Technique Developed by Neuroscientists can Rebuild Images People Perceive

The technique innovated by Dan Nemrodov, a postdoctoral fellow in Assistant Professor Adrian Nestor’s lab at University of Toronto Scarborough, is capable to digitally rebuild images seen by test subjects based on electroencephalography (EEG) data.

“When we see something, our brain creates a mental percept, which is essentially a mental impression of that thing. We were able to capture this percept using EEG to get a direct illustration of what’s happening in the brain during this process,” says Nemrodov.

For the research, test subjects linked up with EEG equipment were shown images of faces. Their brain activity was recorded and was used to digitally recreate the image in the subject’s mind using a technique based on machine learning algorithms. It’s not the first time researchers have been able to rebuild images based on visual stimuli using neuroimaging techniques. The current method was innovated by Nestor who successfully rebuilt facial images from functional Magnetic Resonance Imaging (fMRI) data in the past, however this is the first time EEG has been used.

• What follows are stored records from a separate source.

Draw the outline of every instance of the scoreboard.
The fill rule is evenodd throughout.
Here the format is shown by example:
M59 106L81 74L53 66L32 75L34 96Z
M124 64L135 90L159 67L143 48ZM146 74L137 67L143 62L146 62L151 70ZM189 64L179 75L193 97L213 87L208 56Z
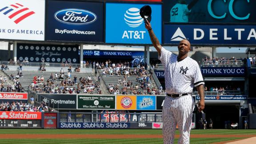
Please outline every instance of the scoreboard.
M0 128L41 128L41 120L0 120Z

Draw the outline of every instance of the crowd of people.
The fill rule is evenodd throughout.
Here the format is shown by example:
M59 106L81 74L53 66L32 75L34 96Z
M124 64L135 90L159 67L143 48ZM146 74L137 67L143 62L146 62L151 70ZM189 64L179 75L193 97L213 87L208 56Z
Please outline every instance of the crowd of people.
M72 77L72 68L69 67L66 72L61 68L60 73L52 73L46 80L43 76L35 76L28 89L38 93L79 94L82 91L84 93L92 94L95 89L98 88L98 93L102 93L100 85L94 84L90 76L87 78L79 78L76 75ZM80 68L76 68L74 71L80 72ZM60 83L56 83L57 81L60 81Z
M206 86L204 86L204 92L216 92L218 93L218 94L222 95L229 95L237 94L237 93L241 93L241 90L240 87L238 86L234 88L231 86L227 85L225 88L223 86L210 86L208 88Z
M224 57L218 58L213 57L212 58L205 56L202 60L203 65L237 65L244 64L246 63L247 59L242 57L237 59L234 56L228 59Z
M24 103L22 101L2 102L0 104L0 111L9 112L48 112L52 111L46 106L44 102L38 106L36 106L30 104Z

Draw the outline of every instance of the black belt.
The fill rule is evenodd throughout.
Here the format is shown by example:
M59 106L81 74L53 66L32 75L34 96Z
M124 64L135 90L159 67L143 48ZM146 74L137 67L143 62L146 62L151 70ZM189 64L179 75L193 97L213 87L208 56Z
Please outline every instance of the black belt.
M172 97L179 97L180 96L184 96L188 95L188 94L187 93L183 93L182 94L167 94L167 96L170 96Z

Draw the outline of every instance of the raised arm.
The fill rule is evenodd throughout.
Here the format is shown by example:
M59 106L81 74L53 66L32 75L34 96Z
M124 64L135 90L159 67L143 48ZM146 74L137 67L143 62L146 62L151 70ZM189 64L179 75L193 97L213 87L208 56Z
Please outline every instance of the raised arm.
M192 8L192 7L193 7L194 5L196 4L198 1L198 0L193 0L193 1L192 1L189 4L188 4L188 10L190 11L191 8Z
M200 84L196 87L196 90L200 96L200 101L198 104L198 108L200 112L204 109L204 84Z
M154 47L156 48L156 49L157 51L158 52L158 55L161 55L161 49L162 49L162 46L160 44L160 43L159 42L159 40L156 37L154 32L153 31L153 29L151 27L151 24L149 22L148 20L146 20L146 23L145 24L145 27L148 31L148 34L149 34L149 36L150 36L150 40L151 40L151 42L153 44L153 46Z

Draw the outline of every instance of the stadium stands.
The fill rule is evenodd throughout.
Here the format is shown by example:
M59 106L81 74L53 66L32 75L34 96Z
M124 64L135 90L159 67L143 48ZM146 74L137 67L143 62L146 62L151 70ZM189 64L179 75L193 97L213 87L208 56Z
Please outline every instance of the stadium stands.
M11 76L14 76L15 77L16 76L16 74L19 72L18 70L13 69L4 70L3 71L11 79L12 79L11 77ZM57 86L59 89L61 90L61 92L60 92L63 93L63 89L66 89L65 92L68 93L69 92L69 91L71 89L72 93L74 93L74 92L76 92L75 90L78 89L78 86L79 85L80 89L80 92L79 92L80 93L102 93L100 86L97 84L96 77L94 75L92 74L92 72L71 72L70 73L71 77L69 79L70 80L68 80L68 76L66 72L64 73L62 78L55 78L56 74L60 75L60 71L49 70L43 72L40 72L37 70L23 70L22 71L22 76L20 76L17 80L20 82L25 90L33 92L59 93L60 89L57 92L56 89L55 89ZM52 79L50 78L52 75L53 75ZM74 81L75 81L74 80L75 76L77 77L77 80L76 83L74 84ZM43 77L43 79L42 79L42 77ZM59 77L60 77L59 76ZM89 83L85 83L86 84L83 86L83 84L80 81L80 79L84 79L84 80L83 81L85 81L85 80L87 80L89 78L91 79L92 84L89 84ZM37 82L34 83L34 84L32 84L34 80L37 81ZM67 80L66 82L64 82L65 80ZM62 81L62 84L61 84ZM69 81L70 84L68 84L68 81ZM83 82L82 81L82 82ZM67 84L65 83L67 83ZM66 85L66 87L65 87L65 85ZM93 88L92 87L94 88ZM66 87L66 88L65 88L65 87ZM85 88L84 87L85 87ZM86 91L84 91L84 89L86 89ZM93 89L93 90L92 91L91 90L89 91L87 90L88 89Z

While techniques such as fMRI which measures brain activity by detecting changes in blood flow aids in collecting finer details of activities going on in specific areas of the brain, EEG has comparatively greater practical capability given that it’s more cliché, portable, and inexpensive. “EEG also has greater temporal resolution, meaning it can measure with detail how a percept develops in time right down to milliseconds,” explains Nemrodov.

In terms of next steps, work is currently underway in Nestor’s lab to test how image rebuilding based on EEG data could be done using memory and applied to a wider range of objects beyond faces. However, it could later have a wide-focused clinical applications.

The scientific development in the field of new devices and sensors is elaborated in the Global Biometric Sensors Market, a report published by Coherent Market Insights.